We take the neuroscience of learning and use it in a way that enables people to change their beliefs. While they're doing that, they're engaging their students; and engaged learning is real learning. So at the end of the day, everyone is in a better place than where they started.

Students learn. Teachers learn, too --- to see children as children, full of strengths and potential.

Imagine if the police officer who shot Philando had been exposed to that kind of pedagogy, that way of thinking. Imagine if all police had that as youth and then had it reinforced through sensitivity training before hitting the streets. Imagine if we were all exposed to people not like us and we forced ourselves to intentionally see past what society has told us about them.

You're not able because you're a woman.

You're not smart because you're poor.

You're a threat because you're Black.

Humans though we are, we can see past those things. It takes time and effort. But it is possible. The teachers who have been exposed to NUA training will tell you it's so.

"NUA training helped us center our focus," Roseville Middle School teacher Libby Otto says. "It's been so important for us to have someone to go to and say, 'These are the things that we have been seeing and what's the next strategy?'"
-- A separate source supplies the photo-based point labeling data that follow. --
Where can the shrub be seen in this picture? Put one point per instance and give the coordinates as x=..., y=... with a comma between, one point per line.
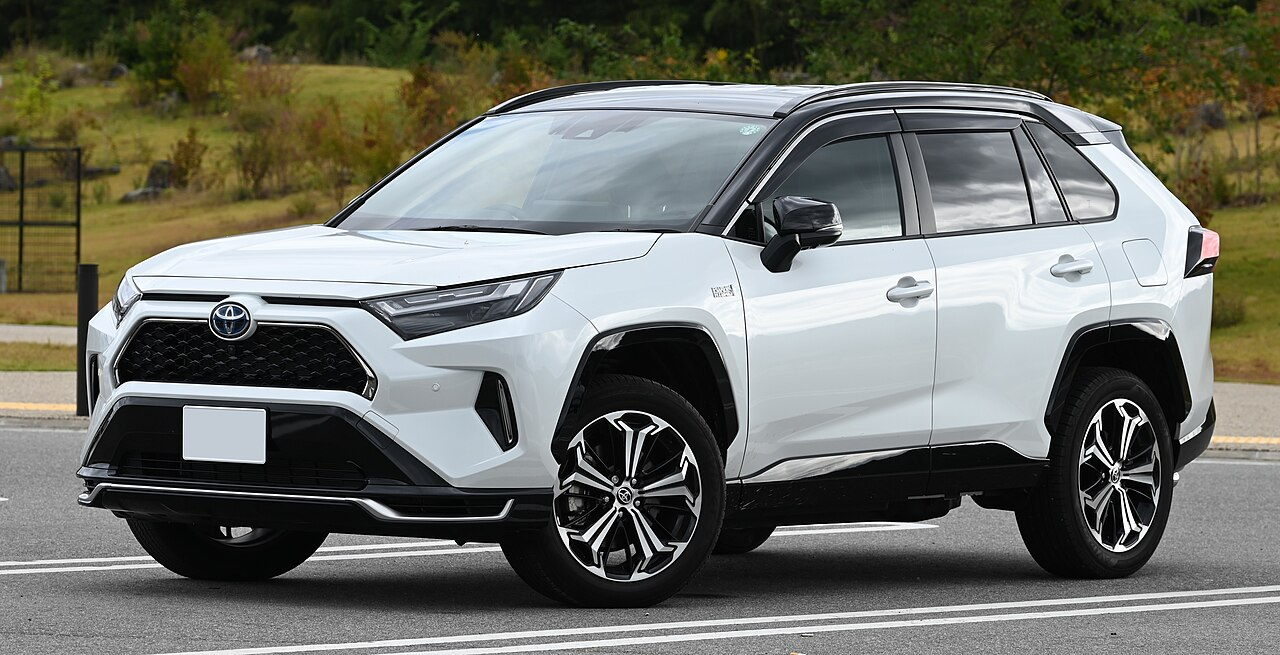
x=1228, y=310
x=263, y=91
x=205, y=64
x=254, y=156
x=187, y=155
x=100, y=191
x=33, y=83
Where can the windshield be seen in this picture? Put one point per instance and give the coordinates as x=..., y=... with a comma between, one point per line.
x=567, y=172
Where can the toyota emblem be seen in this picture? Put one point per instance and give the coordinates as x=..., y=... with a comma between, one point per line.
x=231, y=321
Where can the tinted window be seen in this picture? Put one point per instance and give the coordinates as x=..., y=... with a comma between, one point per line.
x=1045, y=201
x=858, y=177
x=1087, y=192
x=976, y=181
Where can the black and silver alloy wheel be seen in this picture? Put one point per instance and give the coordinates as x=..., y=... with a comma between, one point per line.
x=629, y=497
x=1120, y=472
x=636, y=503
x=1104, y=499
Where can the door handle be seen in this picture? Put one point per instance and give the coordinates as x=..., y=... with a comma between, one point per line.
x=909, y=289
x=1072, y=266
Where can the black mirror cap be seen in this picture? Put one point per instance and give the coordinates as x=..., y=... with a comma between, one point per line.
x=816, y=221
x=803, y=223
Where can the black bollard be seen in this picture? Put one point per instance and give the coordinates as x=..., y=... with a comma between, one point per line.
x=86, y=306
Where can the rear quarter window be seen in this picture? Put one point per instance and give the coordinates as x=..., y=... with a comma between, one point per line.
x=1088, y=195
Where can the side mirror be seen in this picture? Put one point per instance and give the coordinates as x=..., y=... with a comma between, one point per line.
x=803, y=223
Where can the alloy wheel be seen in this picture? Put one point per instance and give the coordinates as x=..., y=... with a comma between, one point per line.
x=629, y=497
x=1120, y=473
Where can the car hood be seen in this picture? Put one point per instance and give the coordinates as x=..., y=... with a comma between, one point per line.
x=417, y=259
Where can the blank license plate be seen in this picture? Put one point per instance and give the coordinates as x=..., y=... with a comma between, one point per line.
x=224, y=434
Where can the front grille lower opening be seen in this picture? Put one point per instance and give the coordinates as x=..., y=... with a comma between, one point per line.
x=283, y=356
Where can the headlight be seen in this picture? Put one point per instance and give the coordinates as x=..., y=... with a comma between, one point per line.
x=433, y=312
x=126, y=294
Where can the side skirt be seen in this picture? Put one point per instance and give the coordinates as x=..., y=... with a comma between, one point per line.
x=892, y=485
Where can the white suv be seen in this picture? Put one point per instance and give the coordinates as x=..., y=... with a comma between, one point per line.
x=618, y=326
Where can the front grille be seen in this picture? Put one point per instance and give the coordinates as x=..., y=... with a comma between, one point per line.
x=278, y=471
x=461, y=507
x=289, y=356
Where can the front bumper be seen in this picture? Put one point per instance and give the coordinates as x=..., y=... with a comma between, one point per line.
x=426, y=389
x=328, y=470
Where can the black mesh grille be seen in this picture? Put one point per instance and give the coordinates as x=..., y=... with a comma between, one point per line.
x=275, y=472
x=298, y=357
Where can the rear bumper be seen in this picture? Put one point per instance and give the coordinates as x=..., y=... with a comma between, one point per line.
x=1198, y=441
x=328, y=471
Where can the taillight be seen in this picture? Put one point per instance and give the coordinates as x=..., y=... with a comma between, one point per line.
x=1202, y=250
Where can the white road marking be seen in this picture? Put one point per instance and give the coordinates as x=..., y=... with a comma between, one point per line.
x=1242, y=462
x=315, y=558
x=739, y=621
x=845, y=627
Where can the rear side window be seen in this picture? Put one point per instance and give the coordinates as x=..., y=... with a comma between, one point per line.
x=1088, y=195
x=1045, y=201
x=858, y=177
x=976, y=181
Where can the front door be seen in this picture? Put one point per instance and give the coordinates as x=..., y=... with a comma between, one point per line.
x=841, y=375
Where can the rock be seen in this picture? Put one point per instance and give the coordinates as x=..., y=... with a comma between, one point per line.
x=145, y=193
x=160, y=175
x=97, y=172
x=7, y=182
x=256, y=54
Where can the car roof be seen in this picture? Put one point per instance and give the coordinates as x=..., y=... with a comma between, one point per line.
x=753, y=100
x=781, y=101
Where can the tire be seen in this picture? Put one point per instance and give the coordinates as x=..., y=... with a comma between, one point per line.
x=677, y=486
x=209, y=553
x=1132, y=493
x=736, y=541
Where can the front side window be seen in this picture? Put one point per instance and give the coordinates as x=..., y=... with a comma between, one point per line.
x=976, y=181
x=567, y=172
x=858, y=177
x=1088, y=195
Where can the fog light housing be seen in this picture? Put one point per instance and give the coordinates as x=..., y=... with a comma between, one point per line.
x=497, y=411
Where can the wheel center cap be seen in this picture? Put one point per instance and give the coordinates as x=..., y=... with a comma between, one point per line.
x=625, y=495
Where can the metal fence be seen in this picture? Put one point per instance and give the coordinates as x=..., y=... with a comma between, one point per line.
x=40, y=218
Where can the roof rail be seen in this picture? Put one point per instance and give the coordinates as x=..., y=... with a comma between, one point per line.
x=568, y=90
x=863, y=88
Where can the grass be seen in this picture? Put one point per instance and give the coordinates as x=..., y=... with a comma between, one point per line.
x=36, y=357
x=119, y=236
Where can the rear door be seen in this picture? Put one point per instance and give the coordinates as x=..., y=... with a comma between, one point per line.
x=1015, y=280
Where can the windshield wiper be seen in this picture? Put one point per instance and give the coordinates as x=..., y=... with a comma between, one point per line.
x=479, y=228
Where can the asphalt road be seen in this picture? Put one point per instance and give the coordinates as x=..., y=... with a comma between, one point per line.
x=963, y=585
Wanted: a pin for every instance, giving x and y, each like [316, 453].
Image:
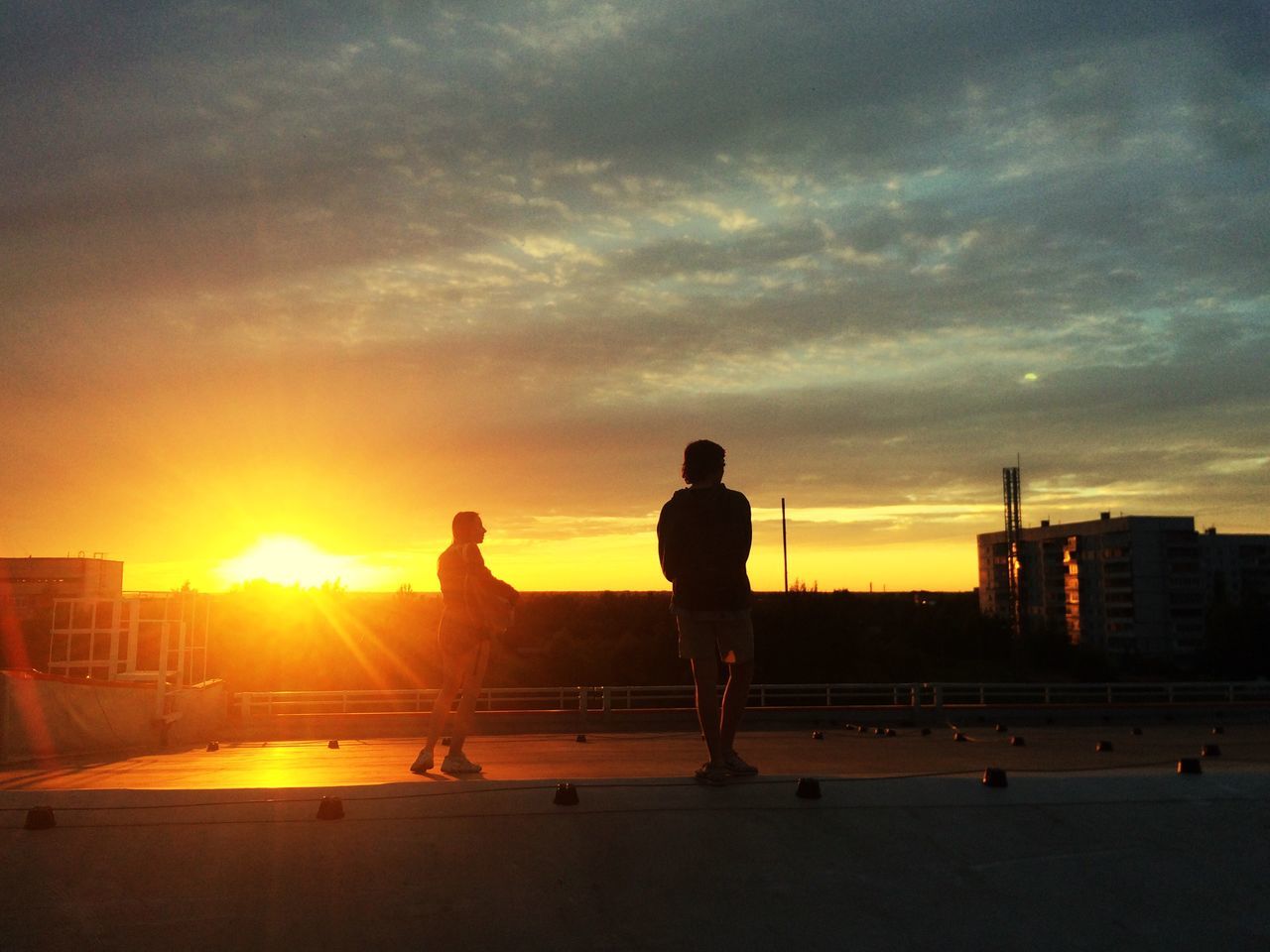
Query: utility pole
[785, 547]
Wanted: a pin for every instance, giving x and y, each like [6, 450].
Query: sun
[285, 560]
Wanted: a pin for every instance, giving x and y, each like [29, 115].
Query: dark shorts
[457, 639]
[725, 635]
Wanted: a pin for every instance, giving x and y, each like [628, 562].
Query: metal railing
[272, 703]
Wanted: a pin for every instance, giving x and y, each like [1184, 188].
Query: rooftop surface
[905, 848]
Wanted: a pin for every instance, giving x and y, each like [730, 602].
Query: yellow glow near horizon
[285, 560]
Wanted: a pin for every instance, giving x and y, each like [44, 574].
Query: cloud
[574, 235]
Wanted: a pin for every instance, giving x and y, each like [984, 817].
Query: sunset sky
[284, 286]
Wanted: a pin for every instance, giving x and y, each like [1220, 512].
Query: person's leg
[734, 697]
[705, 678]
[453, 670]
[474, 676]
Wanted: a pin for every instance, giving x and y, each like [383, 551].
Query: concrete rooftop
[906, 848]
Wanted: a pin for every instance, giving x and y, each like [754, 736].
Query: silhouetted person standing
[463, 636]
[702, 538]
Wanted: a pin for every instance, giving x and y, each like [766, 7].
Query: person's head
[467, 527]
[702, 461]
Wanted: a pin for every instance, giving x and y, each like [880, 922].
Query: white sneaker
[423, 763]
[458, 763]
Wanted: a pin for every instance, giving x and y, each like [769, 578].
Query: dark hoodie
[702, 539]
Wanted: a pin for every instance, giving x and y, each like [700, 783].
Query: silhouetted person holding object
[702, 538]
[475, 607]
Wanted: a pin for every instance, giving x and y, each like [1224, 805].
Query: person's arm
[483, 576]
[667, 543]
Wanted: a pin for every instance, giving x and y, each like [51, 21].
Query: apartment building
[1127, 585]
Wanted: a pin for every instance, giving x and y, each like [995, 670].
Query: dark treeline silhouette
[268, 638]
[348, 640]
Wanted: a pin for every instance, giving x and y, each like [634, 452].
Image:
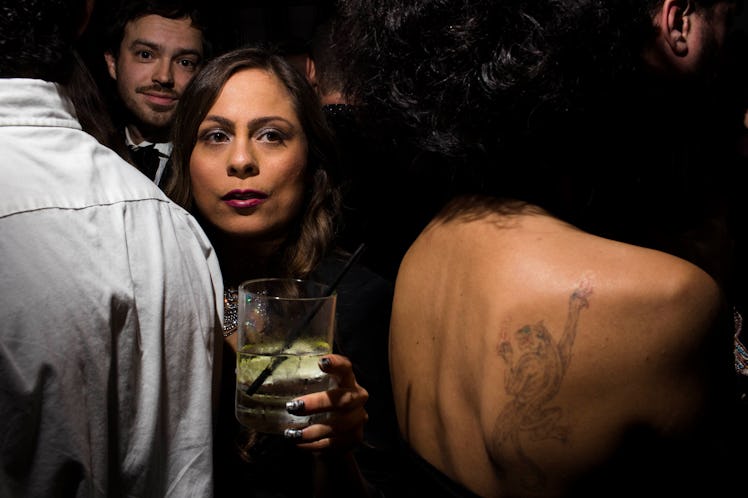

Teachers at the school rehearsed a lesson on police brutality, for instance, in an NUA daylong training session, before introducing it to their classes. And at the end of this school year teachers helped students stage a culminating celebration, highlighting student talents and interests.

The celebration was needed, Otto says, after such a tough year, and it was reinforcing of the truth that these Black and Brown youth do have talents, and are worthy of our investment.

"Planning the school celebration is just one way to show the things we learned from NUA," Otto says. "Understanding our students; pulling them from the informal knowledge they learn outside of school to further their formal learning in school, and paying attention to talents and gifts. NUA has helped us with all of that and I've definitely seen it help. Definitely."

If the NUA way can do that for teachers, it can do it for police, for judges, for hiring managers - for you.

Diversity, exposure, innovation and intentionality helps us all grow.

We owe it to Philando Castile to want that growth - and to do everything we can do to go after it.